Uptodai.com - Perkembangan pesat kendaraan listrik di Indonesia membawa tantangan baru, terutama terkait infrastruktur pengisian daya. Pengguna mobil listrik di kawasan metropolitan kini diminta untuk waspada charging station ghaib atau stasiun pengisian yang beroperasi tanpa izin resmi.

Fenomena ini muncul di tengah keterbatasan Stasiun Pengisian Kendaraan Listrik Umum (SPKLU) yang masih belum merata, khususnya di area padat seperti Jakarta. Titik-titik pengisian ilegal ini sering ditemukan di lokasi strategis seperti area parkir mal, ruko, hingga fasilitas apartemen yang seharusnya memberikan layanan gratis kepada penghuni atau pengunjung.

Oknum tertentu memanfaatkan situasi darurat pengemudi yang kehabisan daya, lantas mengubah fasilitas tersebut menjadi bisnis berbayar. Mereka memungut biaya secara tidak transparan dan tanpa dasar hukum yang jelas, memanfaatkan kebutuhan mendesak pengguna EV.

Waspada Charging Station Ghaib dan Praktik Pungutan Liar

Ketua Komunitas Mobil Elektrik Indonesia (KOLEKSI), Arwani Hidayat, menjelaskan bahwa istilah “ghaib” merujuk pada fasilitas yang tidak memiliki legalitas operasional. Fasilitas ini menyalahi aturan karena mengubah layanan pendukung yang seharusnya gratis menjadi bisnis berbayar di lokasi publik atau semi-publik.

Arwani mendesak anggota KOLEKSI dan seluruh pengguna EV agar tidak mudah tergiur oleh kemudahan sesaat yang ditawarkan oleh layanan ilegal tersebut. Ia menegaskan pentingnya segera melaporkan jika menemukan praktik pungutan liar yang mengatasnamakan fasilitas pengisian daya.

Menurutnya, praktik ini tidak hanya merugikan secara finansial, tetapi juga berpotensi menimbulkan masalah teknis pada baterai kendaraan. Instalasi listrik yang digunakan pada fasilitas tidak resmi sering kali tidak memenuhi standar keamanan dan spesifikasi yang ditetapkan untuk pengisian daya kendaraan listrik.

Dampak dan Risiko Penggunaan Stasiun Ilegal

Risiko utama dari stasiun pengisian ilegal adalah minimnya transparansi biaya dan potensi kerusakan pada sistem kelistrikan mobil. Berbeda dengan pengisian daya mobil listrik resmi di SPKLU yang diawasi oleh Kementerian Energi dan Sumber Daya Mineral (ESDM), fasilitas ghaib tidak memiliki jaminan mutu atau perlindungan konsumen.

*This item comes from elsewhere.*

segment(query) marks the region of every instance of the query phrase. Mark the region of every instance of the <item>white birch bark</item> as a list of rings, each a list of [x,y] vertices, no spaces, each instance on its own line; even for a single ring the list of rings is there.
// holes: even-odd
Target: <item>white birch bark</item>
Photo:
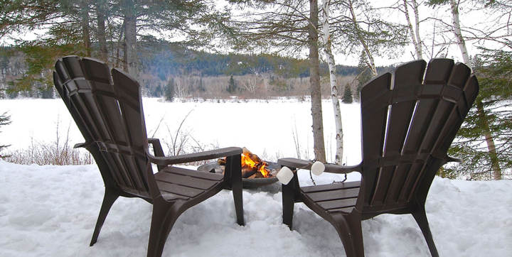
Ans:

Pengguna tidak memiliki acuan jelas mengenai tarif yang dikenakan, bahkan ada indikasi biaya yang dipatok jauh lebih mahal dari tarif resmi SPKLU. Selain itu, penggunaan charger yang tidak terstandarisasi dapat memicu masalah serius pada Battery Management System (BMS) kendaraan, yang pada akhirnya menuntut biaya perbaikan yang tinggi.

Keberadaan fasilitas tidak resmi ini juga berpotensi merusak citra ekosistem kendaraan listrik yang sedang dibangun pemerintah. Kepercayaan publik terhadap keamanan dan kemudahan penggunaan mobil listrik dapat menurun jika praktik pungutan liar terus terjadi tanpa pengawasan ketat dari otoritas terkait.

Prioritaskan SPKLU Resmi dan Aktif Melapor

Untuk menghindari kerugian dan risiko teknis, pengguna diimbau untuk selalu memprioritaskan penggunaan SPKLU resmi terdekat yang terdaftar dalam aplikasi navigasi resmi atau platform penyedia layanan. SPKLU resmi menjamin keamanan pengisian, akurasi daya, dan transparansi tarif yang sesuai regulasi.

KOLEKSI meminta pengguna agar proaktif dan segera melaporkan temuan charging station ghaib kepada pengelola lokasi maupun komunitas kendaraan listrik. Pelaporan ini penting agar pihak berwenang dapat menindaklanjuti dan menertibkan praktik ilegal tersebut.

Ke depan, komunitas berharap pemerintah dan pengelola properti dapat memperketat pengawasan terhadap praktik ilegal ini. Peningkatan jumlah SPKLU resmi yang aman dan nyaman menjadi kunci utama untuk memastikan transisi energi menuju kendaraan listrik berjalan mulus dan tanpa hambatan di Indonesia.